Universitas Islam Malang

Kecil Besar

TIMESINDONESIA, MALANG – Setiap negara memiliki permasalahan yang menjadi fokus untuk segera diatasi, terlebih apabila menyangkut kesejahteraan masyarakat. Sandang, pangan dan papan adalah kebutuhan setiap manusia yang mana jika salah satu tidak dapat dipenuhi maka akan mempengaruhi kelangsungan hidup. Berfokus pada pangan, Indonesia sebagai negara agraris dan berumur lebih dari setengah abad belum memiliki konsep dasar diversifikasi pangan. Ironisnya, diversifikasi pangan hanya tinggal slogan. Konsumsi beras menjadi buktinya.

Keberadaan beras kini telah menggeser budaya pangan tradisional yang sudah berlangsung beratus-ratus tahun. Meningkatnya konsumsi beras menyebabkan peningkatan pengimpor beras yang tidak dapat dihindari. Bahkan kebijakan pemerintah yang terlalu fokus pada beras merupakan grand design yang keliru di masa orde baru.

Advertisement

Paradigma baru: "mengurangi konsumsi beras, mengakhiri kebijakan menggenjot produksi beras, mendorong kebijakan diversifikasi pangan" diperlukan untuk mengantisipasi manakala persediaan beras berkurang dan masyarakat merasa kekurangan pangan.

Pemerintah juga harus mendorong lembaga riset untuk menciptakan inovasi pangan non-beras dan menciptakan iklim investasi untuk mengembangkan teknologi budaya dan pengolahan pangan non-beras menjadi menarik, mudah didapat, mudah diangkut, bergengsi, mudah disajikan, dan punya daya simpan lama. Terlebih lagi Indonesia memiliki potensi pangan lokal seperti talas dan umbi- umbian serta sagu dan berbagai jenis buah-buahan lokal, hewan lokal seperti rusa dan sumber daya ikan baik darat maupun laut.
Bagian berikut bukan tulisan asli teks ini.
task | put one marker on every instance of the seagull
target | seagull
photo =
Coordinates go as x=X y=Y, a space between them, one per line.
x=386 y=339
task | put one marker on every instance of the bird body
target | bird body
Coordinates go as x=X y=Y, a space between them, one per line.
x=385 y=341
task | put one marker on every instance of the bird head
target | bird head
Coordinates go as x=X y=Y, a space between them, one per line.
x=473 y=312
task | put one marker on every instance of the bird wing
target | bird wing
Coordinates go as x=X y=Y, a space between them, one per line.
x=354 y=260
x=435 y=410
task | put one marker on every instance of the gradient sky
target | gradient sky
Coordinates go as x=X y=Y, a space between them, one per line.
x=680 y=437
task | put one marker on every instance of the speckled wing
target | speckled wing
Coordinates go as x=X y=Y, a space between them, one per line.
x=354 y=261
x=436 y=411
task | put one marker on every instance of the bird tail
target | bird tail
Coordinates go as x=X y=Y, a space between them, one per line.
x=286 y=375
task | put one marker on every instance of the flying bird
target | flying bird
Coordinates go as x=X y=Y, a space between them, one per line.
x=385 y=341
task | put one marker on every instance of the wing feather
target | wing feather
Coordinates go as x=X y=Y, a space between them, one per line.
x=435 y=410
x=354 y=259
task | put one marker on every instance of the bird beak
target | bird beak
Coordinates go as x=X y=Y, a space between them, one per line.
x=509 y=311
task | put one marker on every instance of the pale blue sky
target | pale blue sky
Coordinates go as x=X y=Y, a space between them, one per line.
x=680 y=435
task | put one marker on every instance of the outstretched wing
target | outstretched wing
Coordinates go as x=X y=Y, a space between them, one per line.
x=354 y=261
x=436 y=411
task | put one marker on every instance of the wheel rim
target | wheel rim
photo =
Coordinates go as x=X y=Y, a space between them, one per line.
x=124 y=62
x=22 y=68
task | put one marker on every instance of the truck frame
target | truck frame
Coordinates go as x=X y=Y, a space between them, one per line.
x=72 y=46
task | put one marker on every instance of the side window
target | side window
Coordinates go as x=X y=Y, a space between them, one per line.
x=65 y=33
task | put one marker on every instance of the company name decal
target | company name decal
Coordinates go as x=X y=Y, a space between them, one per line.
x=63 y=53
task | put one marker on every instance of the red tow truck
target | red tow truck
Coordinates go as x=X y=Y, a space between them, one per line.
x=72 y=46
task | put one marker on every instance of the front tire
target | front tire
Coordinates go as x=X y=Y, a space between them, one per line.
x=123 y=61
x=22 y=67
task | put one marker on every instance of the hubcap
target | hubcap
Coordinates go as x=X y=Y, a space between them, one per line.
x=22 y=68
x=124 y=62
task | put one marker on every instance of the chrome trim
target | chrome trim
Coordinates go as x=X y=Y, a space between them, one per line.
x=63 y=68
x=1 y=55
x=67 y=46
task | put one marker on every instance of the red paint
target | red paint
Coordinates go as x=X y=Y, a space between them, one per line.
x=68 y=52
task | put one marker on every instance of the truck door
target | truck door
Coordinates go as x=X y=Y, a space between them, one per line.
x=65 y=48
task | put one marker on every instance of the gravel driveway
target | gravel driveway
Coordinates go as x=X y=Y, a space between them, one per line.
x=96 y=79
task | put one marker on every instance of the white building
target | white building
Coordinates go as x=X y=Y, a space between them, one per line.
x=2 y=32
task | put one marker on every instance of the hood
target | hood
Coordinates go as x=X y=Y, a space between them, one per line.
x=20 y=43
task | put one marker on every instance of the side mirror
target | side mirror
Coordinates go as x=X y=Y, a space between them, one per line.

INFORMASI SEPUTAR UNISMA DAPAT MENGUNJUNGI www.unisma.ac.id

Minimnya pemanfaatan potensi SDAH juga terjadi di sektor marina. Potensi yang baru diketahui adalah bahwa kita mempunyai potensi lestari ikan (ikan yang sudah dikenal di pasaran dunia) yang masih cukup besar, sekitar 6,2 juta ton per tahun.

Produksi ikan budidaya (laut, tambak, kolam, keramba dan sawah) mengalami peningkatan dari 640,000 ton pada tahun 1998 menjadi 996,000 ton pada tahun 1999, sekalipun kondisi lingkungan laut kita rusak berat. Bila saja daerah hulu sungai kembali ditata. Bila saja erosi dapat ditanggulangi dengan menghijaukan daerah hulu melalui penanaman buah-buahan tropis dan rerumputan.

Bila saja masyarakat sadar dan mengembalikan fungsi sungai sesuai dengan kodratnya dengan tidak membuang limbah industri dan limbah rumah tangga ke sungai. Maka air sungai menjadi jernih dan mampu mendukung kehidupan flora dan fauna sungai yang memberikan mata pencaharian bagi masyarakat di sepanjang bantarannya. Lingkungan laut juga menjadi bersih dan memberikan dukungan bagi flora dan fauna laut berkembang biak dan hidup layak dan memberikan penghasilan yang cukup bagi nelayan.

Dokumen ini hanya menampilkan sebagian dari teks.